Distinct Blood and Lung Proteins Drive Pulmonary Capillary Leak in Children With Severe Hypoxemic Respiratory Failure
Pediatric Critical Care Medicine, 2026
Gkaifyllia A., Bruzek S., Ignjatovic V., Pober J., Sochet A., Pierce R.
| Disease area | Application area | Sample type | Products |
|---|---|---|---|
Respiratory Diseases | Pathophysiology | Plasma BALF |  Olink Target 48 |
Abstract
Objectives:
Acute hypoxemic respiratory failure is a leading cause of death and disability in critically ill children. Pulmonary capillary barrier dysfunction, in large part, drives severity.
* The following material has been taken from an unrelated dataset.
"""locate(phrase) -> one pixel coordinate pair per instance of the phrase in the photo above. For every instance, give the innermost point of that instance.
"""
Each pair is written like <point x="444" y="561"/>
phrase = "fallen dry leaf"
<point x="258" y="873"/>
We aimed to define how blood and tracheobronchial lavage (TBAL) fluid differentially affect pulmonary capillary barrier function and, as a second exploratory aim, identify protein mediators.
Design:
We performed a secondary analysis in April and May of 2024 of blood and TBAL samples from a previously completed observational cohort study of mechanically ventilated children collected from October 2018 to February 2020.
Setting:
Single PICU.
Subjects:
Stored blood and TBAL samples from 65 children requiring mechanical ventilation collected at 24 and 48–72 hours after intubation.
Interventions:
None.
Measurements and Main Results:
We quantified inflammatory proteins in plasma and TBAL using Olink Target 48 Cytokine multiplex. We assessed changes in barrier function of cultured human pulmonary microvascular endothelial cells (HPMECs) using electrical cell-substrate impedance to measure transendothelial electrical resistance. Plasma samples from critically ill children significantly enhanced HPMEC barrier function and contained lower concentrations of proinflammatory cytokines compared with TBAL. Over time, the effects of plasma on barrier integrity diminished, while TBAL samples significantly improved barrier function and had reduced abundance of several proinflammatory cytokines. Notably, TBAL samples from children with severe lung injury augmented HPMEC barriers more than those from children without lung injury, highlighting distinct compartmental and disease-specific influences on HPMEC barriers.
Conclusions:
These unexpected findings reveal that blood and lung compartments contain differentially abundant proteins that exert distinct and evolving influences on pulmonary endothelial integrity in critically ill children. These results may inform on the timing and compartment-specific assessment of biomarkers, and eventually, delivery of therapies.